Expression of Polypeptide Encoded by Full-Length cDNA or Full-Length Gene
[0086] The provided polynucleotides (e.g., a polynucleotide having a sequence of at least one SEQ ID NOS:1-38), the corresponding cDNA, or the full-length gene is used to express a partial or complete gene product. Constructs of polynucleotides having sequences of at least one SEQ ID NOS:1-38 can also be generated synthetically. Alternatively, single-step assembly of a gene and entire plasmid from large numbers of oligodeoxyribonucleotides is derived from DNA shuffling, and does not rely on DNA ligase, but instead relies on DNA polymerase to build increasingly longer DNA fragments during the assembly process.
[0087] Appropriate polynucleotide constructs are purified using standard recombinant DNA techniques. The gene product encoded by a polynucleotide of the present disclosure is expressed in any expression system, including, for example, bacterial, yeast, insect, amphibian and mammalian systems.
[0088] The polynucleotides set forth in SEQ ID NOS:1-38 or their corresponding full-length polynucleotides are linked to regulatory sequences as appropriate to obtain the desired expression properties. These can include promoters (attached either at the 5' end of the sense strand or at the 3' end of the antisense strand), enhancers, terminators, operators, repressors, and inducers. The promoters can be regulated or constitutive. In some situations it may be desirable to use conditionally active promoters, such as tissue-specific or developmental stage-specific promoters. These are linked to the desired nucleotide sequence using the techniques described above for linkage to vectors. Any techniques known in the art can be used.
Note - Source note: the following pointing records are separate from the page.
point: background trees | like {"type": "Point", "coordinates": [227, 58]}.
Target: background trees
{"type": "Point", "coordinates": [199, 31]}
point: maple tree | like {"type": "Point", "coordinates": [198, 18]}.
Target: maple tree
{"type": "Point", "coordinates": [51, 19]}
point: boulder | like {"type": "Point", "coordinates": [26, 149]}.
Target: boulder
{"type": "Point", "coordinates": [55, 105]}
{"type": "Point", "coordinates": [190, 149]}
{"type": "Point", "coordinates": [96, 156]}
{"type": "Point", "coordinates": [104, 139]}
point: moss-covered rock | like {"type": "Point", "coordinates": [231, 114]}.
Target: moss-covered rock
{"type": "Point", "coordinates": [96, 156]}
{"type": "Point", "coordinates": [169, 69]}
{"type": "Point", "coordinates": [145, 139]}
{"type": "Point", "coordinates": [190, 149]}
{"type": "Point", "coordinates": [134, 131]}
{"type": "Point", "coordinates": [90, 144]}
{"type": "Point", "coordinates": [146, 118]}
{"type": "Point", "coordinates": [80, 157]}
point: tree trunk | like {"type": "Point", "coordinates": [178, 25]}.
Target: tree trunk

[0089] When any of the above host cells, or other appropriate host cells or organisms, are used to replicate and/or express the polynucleotides or nucleic acids of the present disclosure, the resulting replicated nucleic acid, RNA, expressed protein or polypeptide, is within the scope of the present disclosure as a product of the host cell or organism. The host cells are cultivated in a suitable medium and he product is recovered by any appropriate means known in the art.
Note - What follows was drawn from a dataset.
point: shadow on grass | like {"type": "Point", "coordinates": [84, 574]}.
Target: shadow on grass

[0090] In some embodiments, the method has secretion routes for transporting the desired product or other metabolites across a cell wall or cell membrane, for example, a transport reaction, hydrogen symporter, diffusion, or the like. In one embodiment, the secretion routes allow for the presence of the steady state metabolic pathway. In one embodiment, separate optimizations can be run for all potential transport mechanisms to identify unknown transport mechanisms.
[0091] The desired product is determined by traditional analytical techniques for example, without limitation, mass spectrometry, thin layer chromatography (TLC), high pressure liquid chromatography (HPLC), capillary electrophoresis (CE), and NMR spectroscopy.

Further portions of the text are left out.